Union and teachers ink deal
By JOHN FLOWERS
MIDDLEBURY — School directors and educators in the Addison Central Supervisory Union’s (ACSU) six rural schools have ratified a new, four-year contract that will maintain current health insurance benefits and ultimately raise teachers’ base salaries to be on par with their colleagues at Middlebury’s Mary Hogan Elementary School.
The new pact comes after more than a year of negotiations between ACSU school directors and negotiators representing the teachers union, called the Addison Central Elementary Association. The contract will apply to the approximately 60 teachers who work at the elementary schools in Bridport, Cornwall, Weybridge, Ripton, Salisbury and Shoreham.
The teachers’ previous contract had expired in June of 2005. They spent the past school year (2005-2006) working under the terms of that expired pact.
ACSU Superintendent Lee Sease acknowledged that initial negotiations between teachers and school directors were difficult. The tension, he said, stemmed from a realization that compensation for Addison Central Elementary Association teachers had not kept pace with other teachers in the district.
“It created a lot of hard feelings around equity, and just feeling appreciated,” Sease said. “But (talks) ended with grace and dignity, with both sides congratulating each other for coming to an agreement.”

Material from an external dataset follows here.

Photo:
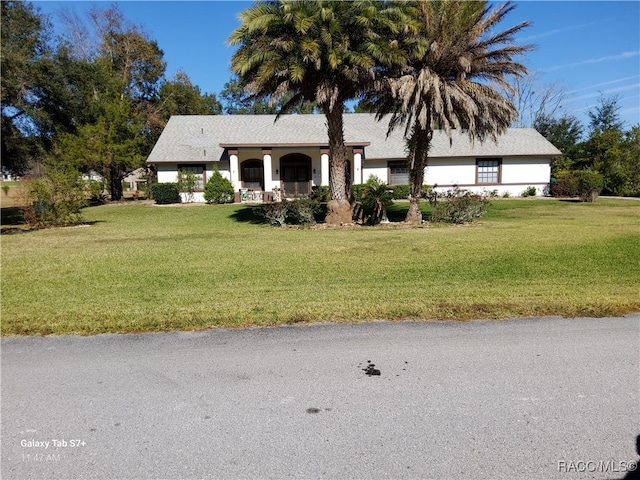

The new agreement calls for:
• A retroactive, 4.2-percent salary increase for teachers for the 2005-2006 academic year, which brought the starting salary for newly hired teachers to $31,260 per year.
• A 4.75 percent boost in teacher salaries for the current, 2006-2007 academic year. That brings the starting salary for newly hired teachers to $32,475 annually.
• A transition, in year three (2007-2008), during which teachers in the six rural schools will be placed on a salary scale similar to that in place at Mary Hogan Elementary. The base pay for a starting teacher is expected to escalate to $33,536.
• A step increase in salary for teachers in the final year (2008-2009) of the contract, bringing the base pay for new teachers to $34,286. Most Addison Central Elementary Association teachers will earn more than the base pay figure, due to seniority and education qualifications.
• The same health insurance benefits. Teachers may continue to select single, two-person or family coverage from either a VEHI Dual Option Health Insurance Plan, of which the district will pay 90 percent of the premium; or a Blue-Cross/Blue Shield Managed Health Care Plan, with teachers paying the difference between the cost of that plan and the amount the district pays for the VEHI Dual Option plan.
• A requirement of 187 teaching days, one less than the current calendar. Sease explained that the 187 days now puts the rural school teachers in line with the UD-3 teaching calendar.
Lisa Beck, vice president of the union, said she’s pleased with the manner in which the new contract was negotiated.
“I think we were all happy to come to an agreement,” Beck said. “We have a great deal of respect for the board members for the work they did. They listened very well.”
Still, Beck said she and other elementary school teachers remain concerned that there remains a gap between what they, and high school teachers, are being paid to educate the same children as they move through the system.
“We’re still a little saddened by the inequity,” Beck said.